Evaluating the Impact of Compression Techniques on the Robustness of CNNs under Natural Corruptions
Itallo Patrick Castro Alves Da Silva, Emanuel Adler Medeiros Pereira, Erick de Andrade Barboza, Baldoino Fonseca dos Santos Neto, Marcio de Medeiros Ribeiro
TL;DR
This work addresses the robustness of convolutional neural networks under natural corruptions when deployed with compression for edge devices. It rigorously evaluates quantization, pruning, and weight sharing—individually and in combinations—on ResNet-50, VGG-19, and MobileNetV2 using CIFAR-10-C and CIFAR-100-C, starting from ImageNet-pretrained weights and applying transfer learning. Robustness, accuracy, and compression efficiency are measured via $mCE$, accuracy, and the compression ratio, with Pareto-front analysis to identify balanced configurations. The findings show that certain combined compression strategies can preserve or even improve robustness, especially for larger architectures, while some settings (e.g., QAT with Int8) may underperform; MobileNetV2 often lies outside the Pareto-optimal set. The results provide practical guidance for selecting compression pipelines that maintain robustness in corrupted real-world environments and highlight the value of multiobjective evaluation for edge deployments.
Abstract
Compressed deep learning models are crucial for deploying computer vision systems on resource-constrained devices. However, model compression may affect robustness, especially under natural corruption. Therefore, it is important to consider robustness evaluation while validating computer vision systems.
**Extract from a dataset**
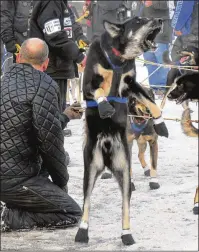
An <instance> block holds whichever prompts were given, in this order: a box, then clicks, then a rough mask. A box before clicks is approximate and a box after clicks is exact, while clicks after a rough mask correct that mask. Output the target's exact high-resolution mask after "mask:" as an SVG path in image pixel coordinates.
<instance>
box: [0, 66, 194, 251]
mask: <svg viewBox="0 0 199 252" xmlns="http://www.w3.org/2000/svg"><path fill="white" fill-rule="evenodd" d="M142 69H143V71H145V70H144V68H142ZM142 69H141V70H142ZM145 73H146V71H145ZM141 78H143V79H144V74H143V72H142V76H141ZM157 103H158V104H160V101H159V100H158V101H157ZM191 108H192V109H193V110H194V113H193V114H192V118H193V119H197V118H198V115H197V111H198V107H197V106H196V104H195V103H192V104H191ZM182 110H183V109H182V107H181V106H180V105H175V103H174V102H167V103H166V106H165V109H164V112H163V116H164V117H172V118H180V116H181V113H182ZM166 124H167V126H168V129H169V134H170V135H169V138H168V139H166V138H161V137H159V159H158V173H159V182H160V185H161V187H160V189H158V190H156V191H151V190H150V189H149V181H148V179H147V178H145V177H144V175H143V171H142V168H141V165H140V163H139V160H138V158H137V151H138V150H137V144H134V147H133V155H132V167H133V173H134V180H135V186H136V191H135V192H133V193H132V197H131V227H132V234H133V237H134V239H135V241H136V244H134V245H133V246H130V247H124V246H123V245H122V242H121V239H120V235H121V194H120V192H119V189H118V185H117V183H116V181H115V180H114V179H111V180H108V181H107V180H100V179H98V180H97V183H96V185H95V188H94V191H93V194H92V203H91V214H90V217H91V218H90V230H89V237H90V241H89V244H88V245H79V244H75V243H74V238H75V235H76V232H77V228H72V229H66V230H56V231H46V230H35V231H31V232H13V233H7V234H2V237H1V238H2V240H1V245H2V248H1V249H2V250H14V251H26V252H28V251H75V250H78V251H80V250H81V251H94V250H96V251H97V250H101V251H121V250H123V251H149V250H151V251H198V216H195V215H193V213H192V208H193V199H194V195H195V190H196V187H197V184H198V140H197V139H196V138H189V137H187V136H185V135H184V134H183V133H182V131H181V128H180V123H179V122H175V121H166ZM68 128H70V129H71V130H72V133H73V135H72V136H71V137H69V138H65V149H66V150H67V151H68V152H69V154H70V157H71V163H70V166H69V167H68V170H69V174H70V181H69V193H70V195H71V196H72V197H74V199H75V200H76V201H77V202H78V203H79V204H80V205H81V206H82V203H83V192H82V187H83V157H82V141H83V121H82V120H74V121H71V122H70V124H69V125H68ZM148 151H149V150H148ZM148 151H147V155H146V156H147V160H149V153H148Z"/></svg>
This paper presents a comprehensive evaluation of compression techniques - quantization, pruning, and weight clustering applied individually and in combination to convolutional neural networks (ResNet-50, VGG-19, and MobileNetV2). Using the CIFAR-10-C and CIFAR 100-C datasets, we analyze the trade-offs between robustness, accuracy, and compression ratio. Our results show that certain compression strategies not only preserve but can also improve robustness, particularly on networks with more complex architectures. Utilizing multiobjective assessment, we determine the best configurations, showing that customized technique combinations produce beneficial multi-objective results. This study provides insights into selecting compression methods for robust and efficient deployment of models in corrupted real-world environments.